Наконец, москвичи, которых-то и было всего ничего. Действительно, почти все бежали из города накануне и в самый день вступления неприятеля, так что от общей численности оставалось 5—10% (10—20 тыс. чел.). Коленкур отмечает, что на пост главы московской администрации Наполеон не мог найти «более или менее видного русского» — подходил только директор Воспитательного дома генерал-майор Тутолмин, но он был незаменим при своих младенцах и няньках (а также при помещенных у него впоследствии французских и уцелевших русских раненых).

Еще нескольких именитых дворян можно было пересчитать по пальцам — почти у всех московские усадьбы превратились в пепелища, хотя никто из них, как известно, этого не хотел.

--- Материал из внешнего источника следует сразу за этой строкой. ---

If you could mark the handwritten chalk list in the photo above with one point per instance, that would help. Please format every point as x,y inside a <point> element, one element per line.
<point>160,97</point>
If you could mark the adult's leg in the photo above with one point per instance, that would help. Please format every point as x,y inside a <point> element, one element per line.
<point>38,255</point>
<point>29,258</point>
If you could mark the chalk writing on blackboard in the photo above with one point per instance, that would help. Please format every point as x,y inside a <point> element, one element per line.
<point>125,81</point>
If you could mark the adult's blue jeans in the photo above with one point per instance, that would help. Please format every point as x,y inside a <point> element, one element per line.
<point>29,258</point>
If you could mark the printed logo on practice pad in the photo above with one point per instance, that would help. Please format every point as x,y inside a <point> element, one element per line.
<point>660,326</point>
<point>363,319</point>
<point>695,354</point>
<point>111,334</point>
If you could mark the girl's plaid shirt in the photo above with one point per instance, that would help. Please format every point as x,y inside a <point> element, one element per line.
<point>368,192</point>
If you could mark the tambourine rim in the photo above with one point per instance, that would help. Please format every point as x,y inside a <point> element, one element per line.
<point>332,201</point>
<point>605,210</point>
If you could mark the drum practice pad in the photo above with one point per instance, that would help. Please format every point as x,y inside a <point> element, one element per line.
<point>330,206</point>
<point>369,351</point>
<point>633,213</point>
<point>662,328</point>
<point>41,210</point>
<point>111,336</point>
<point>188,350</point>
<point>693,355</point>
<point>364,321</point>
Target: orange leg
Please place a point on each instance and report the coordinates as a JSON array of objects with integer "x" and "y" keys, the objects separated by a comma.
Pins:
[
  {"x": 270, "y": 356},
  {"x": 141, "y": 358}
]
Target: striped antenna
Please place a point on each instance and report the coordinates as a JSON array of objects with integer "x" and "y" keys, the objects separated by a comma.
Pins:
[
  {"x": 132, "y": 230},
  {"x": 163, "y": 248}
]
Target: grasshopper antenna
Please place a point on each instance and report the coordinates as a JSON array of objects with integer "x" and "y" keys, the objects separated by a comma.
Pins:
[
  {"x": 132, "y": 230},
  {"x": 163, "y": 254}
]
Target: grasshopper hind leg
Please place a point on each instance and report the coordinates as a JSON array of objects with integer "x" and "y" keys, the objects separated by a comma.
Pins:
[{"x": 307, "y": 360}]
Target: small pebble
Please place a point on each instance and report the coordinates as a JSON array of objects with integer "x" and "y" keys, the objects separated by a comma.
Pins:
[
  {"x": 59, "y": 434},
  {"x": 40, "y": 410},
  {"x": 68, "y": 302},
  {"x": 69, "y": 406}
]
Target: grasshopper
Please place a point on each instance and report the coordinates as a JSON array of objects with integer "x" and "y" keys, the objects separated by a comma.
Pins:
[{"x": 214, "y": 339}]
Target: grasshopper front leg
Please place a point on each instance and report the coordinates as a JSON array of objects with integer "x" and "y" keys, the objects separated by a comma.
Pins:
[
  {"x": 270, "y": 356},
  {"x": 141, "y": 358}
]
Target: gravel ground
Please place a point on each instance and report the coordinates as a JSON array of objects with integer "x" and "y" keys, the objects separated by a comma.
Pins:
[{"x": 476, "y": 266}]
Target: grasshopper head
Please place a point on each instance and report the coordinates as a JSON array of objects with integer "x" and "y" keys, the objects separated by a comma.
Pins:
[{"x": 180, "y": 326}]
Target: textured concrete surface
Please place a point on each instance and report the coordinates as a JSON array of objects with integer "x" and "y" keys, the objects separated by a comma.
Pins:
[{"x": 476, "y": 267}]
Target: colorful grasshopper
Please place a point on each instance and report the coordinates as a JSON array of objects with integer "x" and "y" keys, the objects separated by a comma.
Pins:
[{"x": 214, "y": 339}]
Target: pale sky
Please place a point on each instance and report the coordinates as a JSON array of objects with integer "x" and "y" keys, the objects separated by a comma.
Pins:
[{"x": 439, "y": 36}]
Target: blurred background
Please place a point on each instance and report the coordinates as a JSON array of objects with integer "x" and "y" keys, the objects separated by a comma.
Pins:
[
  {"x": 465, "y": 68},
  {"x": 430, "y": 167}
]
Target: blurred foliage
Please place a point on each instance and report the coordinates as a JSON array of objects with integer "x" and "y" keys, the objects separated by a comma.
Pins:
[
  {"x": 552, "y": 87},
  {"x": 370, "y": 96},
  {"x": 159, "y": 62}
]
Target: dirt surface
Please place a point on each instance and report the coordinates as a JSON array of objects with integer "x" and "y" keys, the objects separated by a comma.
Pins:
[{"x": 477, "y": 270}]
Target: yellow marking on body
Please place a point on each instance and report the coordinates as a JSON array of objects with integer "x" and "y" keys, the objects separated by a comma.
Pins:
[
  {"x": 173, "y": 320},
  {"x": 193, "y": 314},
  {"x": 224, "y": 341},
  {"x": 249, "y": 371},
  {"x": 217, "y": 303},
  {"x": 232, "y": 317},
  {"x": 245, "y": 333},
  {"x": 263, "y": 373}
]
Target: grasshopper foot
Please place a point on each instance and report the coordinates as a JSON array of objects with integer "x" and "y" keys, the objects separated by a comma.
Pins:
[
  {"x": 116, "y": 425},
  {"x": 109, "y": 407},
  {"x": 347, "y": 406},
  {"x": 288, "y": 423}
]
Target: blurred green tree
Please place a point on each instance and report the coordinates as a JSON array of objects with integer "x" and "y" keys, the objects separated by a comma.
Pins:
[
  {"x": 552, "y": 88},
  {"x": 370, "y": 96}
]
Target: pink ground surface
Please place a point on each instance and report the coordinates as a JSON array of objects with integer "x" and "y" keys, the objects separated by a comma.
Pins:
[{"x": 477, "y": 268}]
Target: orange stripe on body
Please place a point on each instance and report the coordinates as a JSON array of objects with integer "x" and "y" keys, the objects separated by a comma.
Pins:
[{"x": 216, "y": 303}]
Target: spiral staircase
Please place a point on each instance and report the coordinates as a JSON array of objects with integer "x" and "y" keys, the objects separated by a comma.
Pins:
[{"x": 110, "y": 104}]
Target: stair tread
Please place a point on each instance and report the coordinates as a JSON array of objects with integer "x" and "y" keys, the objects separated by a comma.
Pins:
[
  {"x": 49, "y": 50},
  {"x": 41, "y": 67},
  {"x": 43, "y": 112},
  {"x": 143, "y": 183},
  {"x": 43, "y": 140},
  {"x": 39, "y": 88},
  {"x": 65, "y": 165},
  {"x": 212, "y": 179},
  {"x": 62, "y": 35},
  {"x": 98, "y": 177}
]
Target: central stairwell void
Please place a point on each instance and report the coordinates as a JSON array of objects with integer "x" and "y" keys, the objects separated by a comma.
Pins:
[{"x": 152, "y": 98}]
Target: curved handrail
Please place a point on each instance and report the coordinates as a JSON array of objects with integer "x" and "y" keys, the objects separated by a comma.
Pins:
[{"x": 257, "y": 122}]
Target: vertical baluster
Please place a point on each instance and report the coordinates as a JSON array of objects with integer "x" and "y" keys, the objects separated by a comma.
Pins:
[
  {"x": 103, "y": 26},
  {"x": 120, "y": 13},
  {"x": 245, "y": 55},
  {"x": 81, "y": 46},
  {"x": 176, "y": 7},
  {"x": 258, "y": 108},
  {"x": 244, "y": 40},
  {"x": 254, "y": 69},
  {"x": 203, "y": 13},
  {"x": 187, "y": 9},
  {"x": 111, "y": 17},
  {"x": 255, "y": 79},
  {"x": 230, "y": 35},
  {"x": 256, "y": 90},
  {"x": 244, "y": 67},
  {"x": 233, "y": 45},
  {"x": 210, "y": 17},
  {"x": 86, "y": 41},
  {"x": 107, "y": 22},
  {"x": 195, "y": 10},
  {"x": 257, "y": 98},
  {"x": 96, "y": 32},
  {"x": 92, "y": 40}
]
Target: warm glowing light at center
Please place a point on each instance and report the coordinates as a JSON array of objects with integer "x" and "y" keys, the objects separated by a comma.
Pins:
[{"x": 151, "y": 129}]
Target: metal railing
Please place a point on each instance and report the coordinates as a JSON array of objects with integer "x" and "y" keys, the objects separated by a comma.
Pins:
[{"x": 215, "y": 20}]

Вряд ли занимались патриотическим самосожжением и те бежавшие домовладельцы, в чьих печах, по свидетельству де Сегюра, взрывались «коварно положенные гранаты». Бургонь, чуть не ставший жертвой взрыва в чьем-то богатом особняке, видел, как перед тем из него выбежало несколько человек с горящими факелами — ростопчинские диверсанты легко могли раньше французов проникать в брошенные горожанами жилища. Однако нельзя исключить и партизанские подвиги, совершавшиеся по собственной инициативе: даже академическая «История Москвы» (М„ 1954), обвиняющая в пожаре исключительно вражеских захватчиков (очерк М.В. Нечкиной), рассказывает о мастерах Каретного ряда, которые подожгли свой квартал, чтобы наполеоновские маршалы и генералы не получили выбранные и уже надписанные ими экипажи.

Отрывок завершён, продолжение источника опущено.